Okej to tak: baaaaaaaaaaardzo przepraszam 4 miesięczną przerwę i w dodatku rozdział nie jest najdłuższy i najlepszy, ale wracam :) Nie pisałam z powodu szkoły, problemów w domu i innych problemów,  ale nie będę sie Wam tu użalać XD teraz już mi się troche poukładało i będę pisać regularnie a w każdym razie postaram sie <3 jeśli widzicie ten rozdział czyli nie przestaliście tu zaglądać i podoba Wam sie to co piszę to może moglibyście w jakiś sposób polecić albo zareklamować mojego bloga? 

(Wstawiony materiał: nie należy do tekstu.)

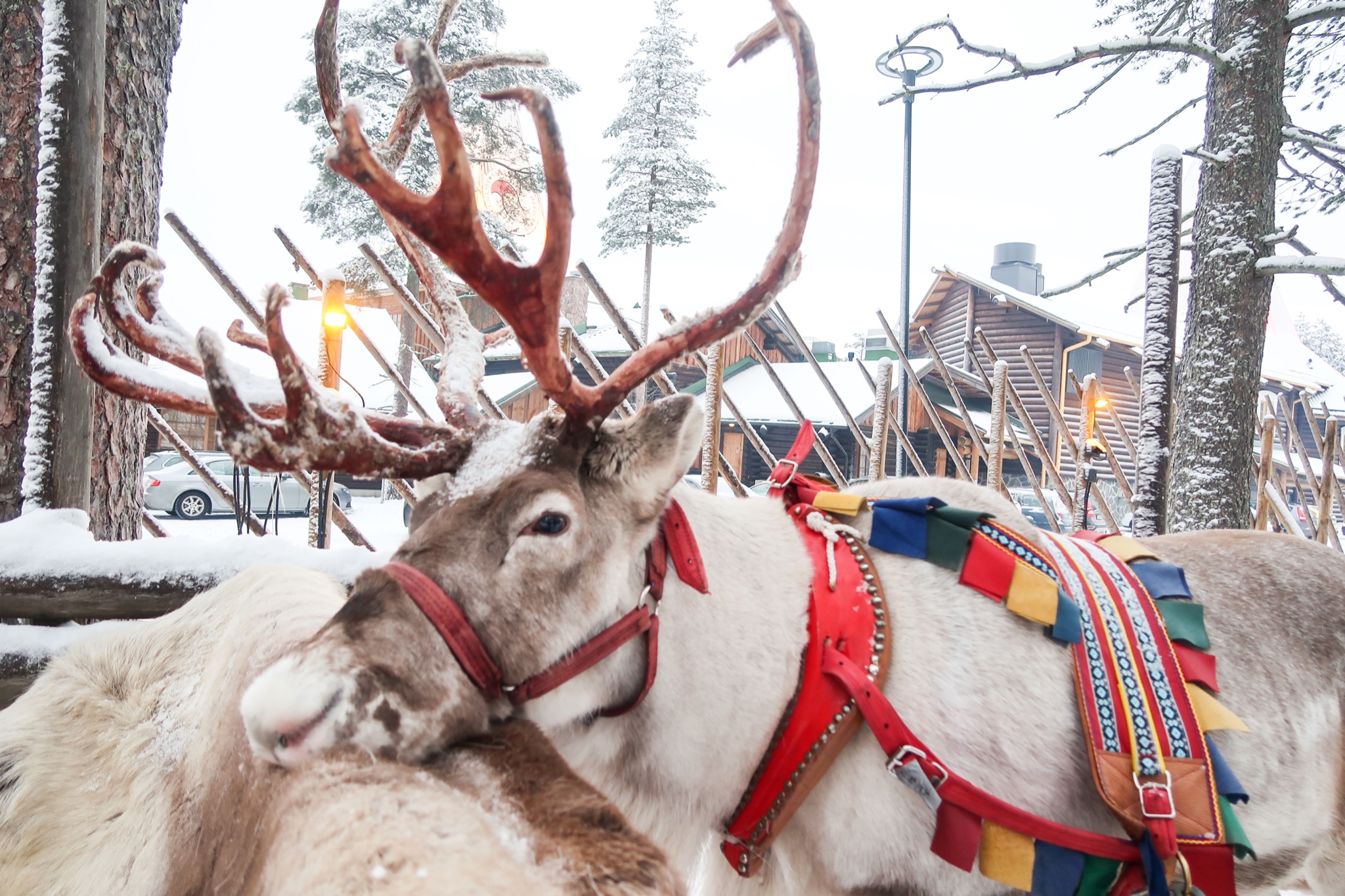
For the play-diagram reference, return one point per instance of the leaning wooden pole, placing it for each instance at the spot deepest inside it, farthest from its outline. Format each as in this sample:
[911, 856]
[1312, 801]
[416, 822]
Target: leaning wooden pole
[711, 444]
[998, 383]
[881, 412]
[201, 469]
[68, 233]
[1162, 276]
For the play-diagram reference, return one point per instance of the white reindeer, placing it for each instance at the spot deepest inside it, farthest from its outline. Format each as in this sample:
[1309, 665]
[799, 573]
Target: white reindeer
[540, 534]
[125, 771]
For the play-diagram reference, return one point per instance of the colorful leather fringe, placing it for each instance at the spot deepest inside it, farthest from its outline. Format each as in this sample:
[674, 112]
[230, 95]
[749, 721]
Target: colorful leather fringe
[1145, 692]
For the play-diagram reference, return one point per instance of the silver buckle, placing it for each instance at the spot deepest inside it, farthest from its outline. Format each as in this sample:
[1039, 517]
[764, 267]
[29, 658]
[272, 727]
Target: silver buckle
[793, 473]
[1155, 785]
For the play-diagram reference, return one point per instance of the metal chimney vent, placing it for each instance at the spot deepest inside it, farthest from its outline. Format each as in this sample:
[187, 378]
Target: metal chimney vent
[1016, 265]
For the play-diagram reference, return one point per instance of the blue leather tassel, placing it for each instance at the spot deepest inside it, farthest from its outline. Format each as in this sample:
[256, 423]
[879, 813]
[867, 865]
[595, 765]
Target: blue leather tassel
[900, 526]
[1162, 580]
[1225, 782]
[1056, 871]
[1155, 872]
[1069, 621]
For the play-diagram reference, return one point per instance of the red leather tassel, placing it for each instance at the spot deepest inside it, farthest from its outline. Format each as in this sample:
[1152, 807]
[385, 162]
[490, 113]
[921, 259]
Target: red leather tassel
[957, 836]
[1212, 870]
[989, 568]
[1197, 667]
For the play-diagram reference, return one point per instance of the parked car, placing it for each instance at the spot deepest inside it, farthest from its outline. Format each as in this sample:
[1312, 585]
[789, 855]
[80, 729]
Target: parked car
[179, 489]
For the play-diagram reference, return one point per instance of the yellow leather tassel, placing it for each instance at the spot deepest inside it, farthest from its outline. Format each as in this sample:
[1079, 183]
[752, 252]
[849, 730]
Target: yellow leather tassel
[1211, 714]
[1033, 594]
[1126, 548]
[1006, 856]
[839, 503]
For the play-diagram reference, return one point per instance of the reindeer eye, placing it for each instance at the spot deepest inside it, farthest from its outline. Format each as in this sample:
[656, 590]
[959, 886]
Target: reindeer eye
[550, 524]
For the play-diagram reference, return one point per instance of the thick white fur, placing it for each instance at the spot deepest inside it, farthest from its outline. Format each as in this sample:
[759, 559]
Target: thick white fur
[128, 754]
[985, 688]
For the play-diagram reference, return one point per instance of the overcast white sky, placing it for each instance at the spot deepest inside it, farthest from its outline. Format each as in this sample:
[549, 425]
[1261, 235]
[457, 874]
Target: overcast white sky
[990, 165]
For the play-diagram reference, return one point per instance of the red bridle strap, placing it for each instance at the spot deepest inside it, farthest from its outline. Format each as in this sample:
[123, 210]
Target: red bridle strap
[452, 626]
[674, 540]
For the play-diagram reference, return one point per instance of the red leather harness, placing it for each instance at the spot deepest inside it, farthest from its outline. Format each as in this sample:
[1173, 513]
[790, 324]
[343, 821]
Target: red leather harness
[673, 542]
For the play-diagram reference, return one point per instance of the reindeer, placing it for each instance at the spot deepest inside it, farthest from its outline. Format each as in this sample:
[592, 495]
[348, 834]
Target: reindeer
[540, 532]
[125, 771]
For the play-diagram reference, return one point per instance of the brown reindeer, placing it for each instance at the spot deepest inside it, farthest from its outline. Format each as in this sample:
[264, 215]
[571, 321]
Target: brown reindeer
[540, 532]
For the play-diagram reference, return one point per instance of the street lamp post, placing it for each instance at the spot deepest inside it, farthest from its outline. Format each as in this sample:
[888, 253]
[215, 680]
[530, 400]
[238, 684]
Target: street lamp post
[906, 64]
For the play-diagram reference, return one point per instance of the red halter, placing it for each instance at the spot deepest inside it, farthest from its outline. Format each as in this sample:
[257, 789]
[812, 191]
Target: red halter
[674, 539]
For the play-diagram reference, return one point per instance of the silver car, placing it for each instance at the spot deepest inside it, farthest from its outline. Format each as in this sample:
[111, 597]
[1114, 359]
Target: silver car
[177, 488]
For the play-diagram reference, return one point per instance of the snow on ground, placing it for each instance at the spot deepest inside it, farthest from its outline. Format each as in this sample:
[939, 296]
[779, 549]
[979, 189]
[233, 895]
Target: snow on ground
[380, 523]
[54, 543]
[38, 643]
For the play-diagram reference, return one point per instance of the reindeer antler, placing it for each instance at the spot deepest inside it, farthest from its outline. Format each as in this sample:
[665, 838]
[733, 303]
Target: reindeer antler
[527, 297]
[315, 429]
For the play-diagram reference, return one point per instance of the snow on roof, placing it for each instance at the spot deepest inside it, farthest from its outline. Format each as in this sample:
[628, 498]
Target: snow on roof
[366, 385]
[505, 387]
[58, 543]
[758, 398]
[1103, 314]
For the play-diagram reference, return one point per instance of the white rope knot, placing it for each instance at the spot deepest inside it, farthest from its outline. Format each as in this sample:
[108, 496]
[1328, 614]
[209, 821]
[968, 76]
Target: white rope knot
[831, 532]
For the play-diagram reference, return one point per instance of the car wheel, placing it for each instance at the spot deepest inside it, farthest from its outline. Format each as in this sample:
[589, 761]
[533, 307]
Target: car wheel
[191, 505]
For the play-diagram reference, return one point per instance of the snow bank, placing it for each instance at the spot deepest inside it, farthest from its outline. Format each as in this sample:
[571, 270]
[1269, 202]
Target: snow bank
[57, 543]
[41, 643]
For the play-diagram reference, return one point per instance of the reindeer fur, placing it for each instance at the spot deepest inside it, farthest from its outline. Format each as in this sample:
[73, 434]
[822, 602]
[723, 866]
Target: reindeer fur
[985, 688]
[124, 770]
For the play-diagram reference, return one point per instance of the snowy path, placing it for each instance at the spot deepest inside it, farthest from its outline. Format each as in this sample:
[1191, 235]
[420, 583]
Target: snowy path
[380, 523]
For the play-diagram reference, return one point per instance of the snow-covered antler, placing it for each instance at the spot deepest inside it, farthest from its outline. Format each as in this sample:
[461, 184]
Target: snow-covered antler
[529, 297]
[286, 426]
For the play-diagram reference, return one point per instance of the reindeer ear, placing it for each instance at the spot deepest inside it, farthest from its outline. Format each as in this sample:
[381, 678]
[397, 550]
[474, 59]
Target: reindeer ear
[651, 450]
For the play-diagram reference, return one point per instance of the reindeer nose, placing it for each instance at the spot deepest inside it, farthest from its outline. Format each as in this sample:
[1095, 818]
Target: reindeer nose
[290, 714]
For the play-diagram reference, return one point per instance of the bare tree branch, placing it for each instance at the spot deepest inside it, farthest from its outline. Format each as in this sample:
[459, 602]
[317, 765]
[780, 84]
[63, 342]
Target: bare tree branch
[1020, 69]
[1310, 139]
[1320, 265]
[1087, 278]
[1183, 108]
[1313, 14]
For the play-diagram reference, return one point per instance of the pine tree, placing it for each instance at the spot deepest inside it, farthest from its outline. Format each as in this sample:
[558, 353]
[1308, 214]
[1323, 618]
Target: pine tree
[369, 73]
[662, 188]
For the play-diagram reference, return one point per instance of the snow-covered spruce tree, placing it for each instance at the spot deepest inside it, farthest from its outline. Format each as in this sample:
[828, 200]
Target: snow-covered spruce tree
[661, 188]
[370, 74]
[1259, 55]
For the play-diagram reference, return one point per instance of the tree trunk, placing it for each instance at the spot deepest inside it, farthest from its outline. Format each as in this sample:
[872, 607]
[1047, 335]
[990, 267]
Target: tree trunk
[20, 79]
[142, 41]
[1162, 277]
[1225, 322]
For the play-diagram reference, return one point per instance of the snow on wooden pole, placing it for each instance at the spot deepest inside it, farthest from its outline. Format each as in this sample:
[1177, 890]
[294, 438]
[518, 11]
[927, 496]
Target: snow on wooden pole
[931, 412]
[892, 425]
[1084, 472]
[221, 276]
[1157, 391]
[1268, 435]
[820, 446]
[996, 436]
[1324, 507]
[711, 446]
[881, 412]
[66, 234]
[201, 469]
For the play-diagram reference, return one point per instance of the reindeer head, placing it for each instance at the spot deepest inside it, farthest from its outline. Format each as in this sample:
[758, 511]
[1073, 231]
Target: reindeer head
[537, 530]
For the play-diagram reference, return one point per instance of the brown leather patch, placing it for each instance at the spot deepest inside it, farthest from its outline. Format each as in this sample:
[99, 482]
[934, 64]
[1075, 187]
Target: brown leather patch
[1191, 794]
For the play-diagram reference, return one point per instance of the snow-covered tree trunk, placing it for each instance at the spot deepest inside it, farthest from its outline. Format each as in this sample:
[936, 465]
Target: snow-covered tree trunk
[1162, 276]
[20, 86]
[142, 41]
[1225, 322]
[66, 233]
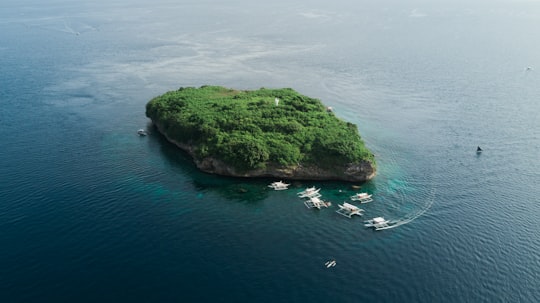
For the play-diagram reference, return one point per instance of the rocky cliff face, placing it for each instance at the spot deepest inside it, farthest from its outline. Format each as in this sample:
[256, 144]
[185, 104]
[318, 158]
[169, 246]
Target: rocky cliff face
[351, 172]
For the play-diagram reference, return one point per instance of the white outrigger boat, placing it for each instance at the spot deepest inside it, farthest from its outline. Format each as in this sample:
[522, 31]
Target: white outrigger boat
[315, 202]
[348, 210]
[279, 185]
[310, 192]
[329, 264]
[378, 223]
[362, 197]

KAŻDEGO KTO PRZECZYTA TEN ROZDZIAŁ PROSZĘ O KOMENTARZ, NAWET JEŚLI MIAŁABY TO BYĆ ZWYKŁA KROPKA. 

12 komentarzy:

  1. Rozdział jest świetny i czekam na następny ;)
    ps: Mogłabyś wyłączyć weryfikację obrazkową?
    Z góry dzięki xx

    OdpowiedzUsuń
  2. Przyłączam się do prośby powyżej :D świetnioe, że coś dodałaś ;) czekam na nn ;)

    OdpowiedzUsuń
  3. Twój blog został dodany :)
    http://blogujmy-wspolnie.blogspot.com/2014/04/jezeli-ludzie-sa-sobie-przeznaczeni-to.html#comment-form

    OdpowiedzUsuń
  4. Ooo jakie to urocze ♥
    Zapraszam do mnie
    xoxo
    pamietnik-caroline-a.blogspot.com

    OdpowiedzUsuń
  5. Boskie opowiadanie :)
    Czekam nn

    OdpowiedzUsuń
  6. Piekne czekam na nastepny :)

    OdpowiedzUsuń
  7. SUPER !!!! CZEKAM NA NEXT !!!!!

    OdpowiedzUsuń
  8. nowy ulepszony spis fanfiction
    chcesz rozsławić swojego bloga? dobrze trafiłeś wyślij swoje zgłoszenie a dodamy twój blog do naszego spisu i ciesz się większą liczbą czytelników
    zapraszamy także do konkursu na bloga miesiąca lipiec
    zapraszamy
    http://youmyeverything-spisfanfiction.blogspot.com/

    OdpowiedzUsuń
  9. Rozdział ciekawy, wygląd bloga fajny.
    W końcu trafiłam na jakiś NORMALNY blog o Bieberze.

    Pozdrawiamy i zachęcamy do zapoznania się z naszym blogiem.